Así, la meditación es para mí una forma de empirismo trascendental, de poner a prueba las “verdades” que el mero devoto acepta por un acto de fe en cualesquiera que sean las Escrituras de su religión, o en las palabras de su ulema, rabí, sacerdote, starets o brahmán. ¿Dios?, ¿alma?, ¿planos superiores de consciencia?, ¿reencarnación?, ¿ángeles y demonios?, ¿kundalini y chakras?, ¿arcontes y demiurgo?, ¿telepatía y otras experiencias paranormales?... El homo meditans no tiene por qué aceptar (ni rechazar) a priori ninguna de estas cosas: las encontrará en su viaje interior o no las encontrará, tendrá confirmación empírica o no la tendrá. Está más allá de la religión y del ateísmo; está en el camino de acceder a esa consciencia que mira sin filtros ni empañaduras, directamente, al rostro de la Verdad.

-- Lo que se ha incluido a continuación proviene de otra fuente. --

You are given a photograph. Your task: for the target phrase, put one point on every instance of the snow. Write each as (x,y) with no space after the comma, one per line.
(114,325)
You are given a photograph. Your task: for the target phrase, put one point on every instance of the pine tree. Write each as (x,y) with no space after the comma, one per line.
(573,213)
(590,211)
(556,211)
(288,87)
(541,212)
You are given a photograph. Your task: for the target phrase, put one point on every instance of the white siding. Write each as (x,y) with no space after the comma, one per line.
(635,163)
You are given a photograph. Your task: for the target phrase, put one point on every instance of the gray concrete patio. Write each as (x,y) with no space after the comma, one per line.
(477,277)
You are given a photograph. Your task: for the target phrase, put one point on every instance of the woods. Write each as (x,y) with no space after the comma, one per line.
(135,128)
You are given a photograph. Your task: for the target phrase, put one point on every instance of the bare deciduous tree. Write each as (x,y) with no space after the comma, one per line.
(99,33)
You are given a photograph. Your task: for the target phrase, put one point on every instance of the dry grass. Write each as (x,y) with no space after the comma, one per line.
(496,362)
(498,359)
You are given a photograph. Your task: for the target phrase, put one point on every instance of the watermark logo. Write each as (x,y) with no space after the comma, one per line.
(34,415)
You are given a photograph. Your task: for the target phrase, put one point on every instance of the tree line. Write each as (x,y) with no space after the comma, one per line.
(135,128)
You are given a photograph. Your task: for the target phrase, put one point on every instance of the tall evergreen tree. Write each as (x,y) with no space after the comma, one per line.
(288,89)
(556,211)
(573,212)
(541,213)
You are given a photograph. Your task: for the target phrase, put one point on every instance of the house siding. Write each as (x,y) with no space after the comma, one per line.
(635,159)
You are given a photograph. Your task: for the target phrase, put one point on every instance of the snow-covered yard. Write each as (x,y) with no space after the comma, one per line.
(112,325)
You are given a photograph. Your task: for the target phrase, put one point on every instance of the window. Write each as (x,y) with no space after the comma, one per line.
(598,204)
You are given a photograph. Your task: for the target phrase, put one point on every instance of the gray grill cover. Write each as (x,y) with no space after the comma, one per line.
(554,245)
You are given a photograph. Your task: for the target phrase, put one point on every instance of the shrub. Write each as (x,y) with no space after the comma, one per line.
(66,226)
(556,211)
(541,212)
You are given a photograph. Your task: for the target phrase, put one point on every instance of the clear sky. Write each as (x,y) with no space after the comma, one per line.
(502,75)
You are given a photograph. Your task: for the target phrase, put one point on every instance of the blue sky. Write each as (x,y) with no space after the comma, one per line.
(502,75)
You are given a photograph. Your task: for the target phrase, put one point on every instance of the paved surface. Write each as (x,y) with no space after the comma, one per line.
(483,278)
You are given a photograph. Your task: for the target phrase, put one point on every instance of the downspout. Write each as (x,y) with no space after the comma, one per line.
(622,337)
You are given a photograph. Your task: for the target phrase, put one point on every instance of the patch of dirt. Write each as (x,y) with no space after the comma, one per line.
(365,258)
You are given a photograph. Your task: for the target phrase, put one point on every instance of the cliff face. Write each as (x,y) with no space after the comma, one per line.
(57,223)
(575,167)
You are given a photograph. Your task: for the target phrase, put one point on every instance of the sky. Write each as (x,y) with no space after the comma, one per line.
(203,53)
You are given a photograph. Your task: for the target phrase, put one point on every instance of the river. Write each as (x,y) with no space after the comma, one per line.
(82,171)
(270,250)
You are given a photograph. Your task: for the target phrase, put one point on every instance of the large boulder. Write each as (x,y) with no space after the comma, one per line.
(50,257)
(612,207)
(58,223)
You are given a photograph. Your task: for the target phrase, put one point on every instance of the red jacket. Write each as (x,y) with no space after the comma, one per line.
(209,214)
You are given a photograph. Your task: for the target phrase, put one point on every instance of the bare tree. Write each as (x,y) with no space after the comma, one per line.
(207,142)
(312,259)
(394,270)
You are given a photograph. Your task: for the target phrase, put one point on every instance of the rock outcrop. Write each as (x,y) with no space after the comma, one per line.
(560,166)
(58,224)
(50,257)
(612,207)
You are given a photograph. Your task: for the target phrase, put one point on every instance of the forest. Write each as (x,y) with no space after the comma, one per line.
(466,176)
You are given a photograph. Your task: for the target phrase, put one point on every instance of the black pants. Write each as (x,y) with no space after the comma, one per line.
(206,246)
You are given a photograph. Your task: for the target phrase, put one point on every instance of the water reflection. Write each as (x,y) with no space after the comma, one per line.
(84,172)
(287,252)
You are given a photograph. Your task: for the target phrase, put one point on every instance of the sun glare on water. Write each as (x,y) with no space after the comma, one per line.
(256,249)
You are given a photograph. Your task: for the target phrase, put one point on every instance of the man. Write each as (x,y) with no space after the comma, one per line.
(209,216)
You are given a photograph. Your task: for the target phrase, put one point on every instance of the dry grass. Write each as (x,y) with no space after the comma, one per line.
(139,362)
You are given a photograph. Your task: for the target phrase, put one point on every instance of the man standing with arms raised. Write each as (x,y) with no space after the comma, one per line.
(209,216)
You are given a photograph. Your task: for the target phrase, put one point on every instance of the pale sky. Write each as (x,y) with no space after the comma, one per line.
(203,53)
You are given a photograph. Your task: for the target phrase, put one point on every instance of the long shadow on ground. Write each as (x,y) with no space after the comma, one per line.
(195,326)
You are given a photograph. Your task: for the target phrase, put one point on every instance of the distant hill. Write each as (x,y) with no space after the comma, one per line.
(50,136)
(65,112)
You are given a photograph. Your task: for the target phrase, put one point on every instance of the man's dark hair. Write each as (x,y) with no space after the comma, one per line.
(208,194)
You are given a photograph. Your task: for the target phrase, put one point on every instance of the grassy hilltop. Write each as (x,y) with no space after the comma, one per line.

Es un camino espiritual, pero no religioso; es un camino subjetivamente científico y científicamente misteriosófico.
Como procedimiento, para mí la meditación comienza por un acto de objetivación... que es depuración... que es espagírica. Parte de la dificultad de la meditación consiste en aprender a ver lo que habitualmente tomamos por nuestra identidad como objeto del verdadero Sujeto interior que, a su vez, al comienzo del camino, da la impresión de ser el objeto deseado o la meta perseguida por el buscador. Es como un juego de espejos. Es como mirar la propia imagen en el espejo y darse cuenta de que quien la observa no es otra cosa que el reflejo, mientras que la presunta imagen en el espejo es el verdadero Sujeto Observador. Así, meditación es mirarse en el espejo interior. El arrobamiento, samādhi o satori llega cuando el que se creía observador se contempla como la imagen reflejada desde el verdadero Observador interior.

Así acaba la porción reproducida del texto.